Update!

Larry Hagman, Dallas Villain J.R. Ewing, Dies at 81

Iconic TV actor passes away in a hospital in Dallas

By Joal Ryan Nov 24, 2012 4:53 AMTags
Larry HagmanLaura Farr/ZUMA Press

Larry Hagman's J.R. Ewing was Darth Vader in a 10-gallon hat.

Hagman, who played the dastardly oilman on Dallas, and, as such, became TV's highest-paid actors, died Friday in the city that served as the backdrop for his signature role. He was 81.

The actor passed away at Medical City Dallas Hospital from complications of a recent battle with cancer, the Dallas Morning News reported.

"Larry's family and close friends had joined him in Dallas for the Thanksgiving holiday," Hagman's family said in a statement to the paper. "When he passed, he was surrounded by loved ones. It was a peaceful passing, just as he had wished for."

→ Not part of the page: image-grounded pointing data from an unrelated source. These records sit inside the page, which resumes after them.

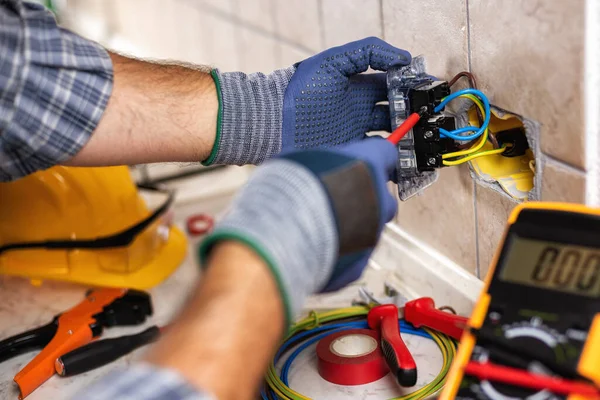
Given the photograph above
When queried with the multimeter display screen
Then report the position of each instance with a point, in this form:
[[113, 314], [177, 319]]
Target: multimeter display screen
[[555, 266]]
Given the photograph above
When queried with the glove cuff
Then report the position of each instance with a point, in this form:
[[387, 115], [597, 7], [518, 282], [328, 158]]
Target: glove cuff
[[250, 116], [296, 237]]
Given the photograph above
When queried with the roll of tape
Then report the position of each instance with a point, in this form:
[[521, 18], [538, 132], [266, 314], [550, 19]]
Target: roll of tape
[[351, 357]]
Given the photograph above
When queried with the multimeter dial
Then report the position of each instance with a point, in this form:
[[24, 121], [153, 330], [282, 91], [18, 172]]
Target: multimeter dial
[[534, 335], [544, 296]]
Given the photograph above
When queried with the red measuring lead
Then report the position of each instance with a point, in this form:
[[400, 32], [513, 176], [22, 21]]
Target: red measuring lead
[[384, 319], [351, 357], [513, 376]]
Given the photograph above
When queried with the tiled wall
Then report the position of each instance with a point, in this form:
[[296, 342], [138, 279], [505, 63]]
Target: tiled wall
[[527, 55]]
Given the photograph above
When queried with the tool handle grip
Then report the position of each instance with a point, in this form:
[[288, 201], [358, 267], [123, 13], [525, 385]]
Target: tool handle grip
[[33, 339], [422, 312], [397, 355], [102, 352]]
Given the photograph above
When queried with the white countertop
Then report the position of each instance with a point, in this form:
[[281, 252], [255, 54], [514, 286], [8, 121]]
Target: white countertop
[[23, 306]]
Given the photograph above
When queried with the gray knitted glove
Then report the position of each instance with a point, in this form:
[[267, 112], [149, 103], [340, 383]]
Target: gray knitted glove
[[321, 102]]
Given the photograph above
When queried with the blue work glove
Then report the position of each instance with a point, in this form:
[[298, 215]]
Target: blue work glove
[[321, 102], [314, 216]]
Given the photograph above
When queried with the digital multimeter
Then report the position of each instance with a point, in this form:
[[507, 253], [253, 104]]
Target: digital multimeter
[[541, 298]]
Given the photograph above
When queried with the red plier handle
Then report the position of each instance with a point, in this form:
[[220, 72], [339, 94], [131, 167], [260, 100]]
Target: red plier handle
[[397, 356], [422, 312]]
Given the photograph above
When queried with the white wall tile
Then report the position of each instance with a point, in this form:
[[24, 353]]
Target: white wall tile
[[298, 22], [350, 20], [436, 29], [257, 52], [259, 13], [528, 57], [290, 55]]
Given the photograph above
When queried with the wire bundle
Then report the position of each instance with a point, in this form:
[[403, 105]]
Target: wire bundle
[[463, 156], [318, 325]]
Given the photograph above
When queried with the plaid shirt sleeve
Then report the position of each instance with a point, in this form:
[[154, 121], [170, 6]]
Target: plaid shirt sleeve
[[54, 87], [142, 382]]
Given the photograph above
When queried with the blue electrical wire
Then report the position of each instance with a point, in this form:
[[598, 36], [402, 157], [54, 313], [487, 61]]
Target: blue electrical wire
[[455, 133], [404, 328], [479, 131]]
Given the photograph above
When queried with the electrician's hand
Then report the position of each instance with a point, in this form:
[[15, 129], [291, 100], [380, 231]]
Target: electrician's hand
[[322, 102], [314, 216]]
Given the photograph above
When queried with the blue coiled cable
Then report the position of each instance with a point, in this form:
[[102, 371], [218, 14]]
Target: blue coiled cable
[[455, 134]]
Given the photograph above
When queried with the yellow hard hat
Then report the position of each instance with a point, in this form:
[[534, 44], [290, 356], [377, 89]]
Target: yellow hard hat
[[86, 225]]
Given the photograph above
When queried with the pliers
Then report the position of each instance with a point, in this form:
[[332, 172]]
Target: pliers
[[72, 329], [420, 312]]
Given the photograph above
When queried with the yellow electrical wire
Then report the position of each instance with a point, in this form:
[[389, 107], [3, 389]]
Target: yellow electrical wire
[[484, 137], [476, 155]]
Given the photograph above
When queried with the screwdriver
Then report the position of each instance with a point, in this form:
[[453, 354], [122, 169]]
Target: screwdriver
[[102, 352], [406, 126]]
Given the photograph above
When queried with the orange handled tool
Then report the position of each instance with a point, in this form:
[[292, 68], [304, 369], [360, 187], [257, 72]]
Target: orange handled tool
[[397, 356], [406, 126], [72, 329]]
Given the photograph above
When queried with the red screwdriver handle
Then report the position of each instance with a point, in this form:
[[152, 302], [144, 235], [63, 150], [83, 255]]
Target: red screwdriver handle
[[422, 312], [397, 355]]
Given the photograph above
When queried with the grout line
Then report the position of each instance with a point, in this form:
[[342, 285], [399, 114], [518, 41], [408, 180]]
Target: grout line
[[475, 209], [321, 25], [278, 52], [381, 25], [563, 164], [477, 257], [468, 37], [205, 7], [592, 102]]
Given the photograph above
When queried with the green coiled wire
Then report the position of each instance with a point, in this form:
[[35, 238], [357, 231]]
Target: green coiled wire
[[446, 345]]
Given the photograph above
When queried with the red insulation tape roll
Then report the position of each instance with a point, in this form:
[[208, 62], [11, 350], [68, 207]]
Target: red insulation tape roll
[[351, 357]]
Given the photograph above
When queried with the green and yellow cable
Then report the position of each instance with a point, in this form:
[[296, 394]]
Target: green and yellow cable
[[473, 152], [483, 139], [446, 345]]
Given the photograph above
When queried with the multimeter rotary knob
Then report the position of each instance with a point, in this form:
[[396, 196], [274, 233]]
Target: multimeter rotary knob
[[532, 335]]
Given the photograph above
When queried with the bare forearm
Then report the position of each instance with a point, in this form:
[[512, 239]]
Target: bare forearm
[[156, 113], [227, 334]]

The family statement said Hagman, who'd saddled back up Ewing for TNT's Dallas reboot, was back in Dallas to reeinact the "iconic role he loved most." Shooting on that show's second season began in September.

The original Dallas ran from 1979-1991, dominating the Nielsen ratings, inspiring a prime-time soap craze, and giving rise to "Who Shot J.R.?" mania.

At the center of it all was Hagman, maybe the one American in the summer of 1980 who didn't care who'd stalked the Ewing Oil headquarters, and fired bullets into ol' J.R.

"After all, I'm J.R.," Hagman told the Associated Press back in the day, "so it wasn't me."

The son of Broadway musical legend Mary Martin (South Pacific), Hagman was born Sept. 21, 1931, in J.R. Ewing territory—Fort Worth, Texas.

Hagman became a star in his own right in 1965 as straight-man Major Tony Nelson to Barbara Eden's mischievous genie on I Dream of Jeannie. The sitcom ran for five seasons, and for forever in reruns—the latter-day Hagman would remark he was more recognized as astronaut Tony than bad-guy J.R.

By the late 1970s, Hagman was a familiar face but not a big name when he was given the script for a planned series about a wealthy Texas family that lived communally on a ranch called Southfork.

From the start, Hagman said, he knew there was something special about Dallas: "There wasn't one redeeming person in it," he once said. "Even the mother was bad."

Dallas started slowly in the ratings. But by its third season, it was in the Top 10—and about to explode.

On March 21, 1980, on the occasion of the series' third-season closer, Hagman's J.R. was felled by gunfire. The identity of the assailant was not revealed. The season-ending cliffhanger was, if not invented, then invigorated.

All through the summer, the press and public ran through the list of suspects. The suspense only ratcheted up in the fall, when new episode after new episode went by with still no answer. Finally, on Nov. 21, 1980, J.R.'s spurned sister-in-law Kristin Shepard (played by Mary Crosby) confessed to the shooting. The episode, "Who Done It?," became the highest-rated prime-time program of its time. Though subsequently outdrawn by the M*A*S*H* finale and various Super Bowls, it still ranks among the elite.

"When the 'Who Shot J.R.?' episodes came along," Hagman once remembered to CNN, "I knew we were set for a long time."

Dallas was TV's No. 1 show from 1980-82, and again from 1983-84. The show's series finale ended with yet another bang—except this time, J.R., egged on by no less than Satan, shot himself. Or so it seemed.

J.R. and Hagman, a reformed heavy drinker who underwent a liver transplant in 1995, survived for two Dallas reunion movies in the 1990s.

Though best known for TV, Hagman had featured big-screen roles in the Cold War classic, Fail Safe, and the Clintonesque comedy-drama, Primary Colors.

With his wife of nearly 60 years under 24-hour care for Alzheimer's disease, Hagman said in 2011 that he looked forwarded to returning to Dallas for a next-generation take.

"It made my name the first time around," Hagman said of the franchise to the Daily Mirror. "Now I believe it will save me, by keeping me busy and working."

In October 2011, Hagman revealed he was battling an unspecified form of cancer. And battle he did, appearing, as promised, in the TNT version, which premiered in June.

"Hagman is having fun as usual," Slate.com noted in a review of the new series. "J.R. remains a towering bad guy."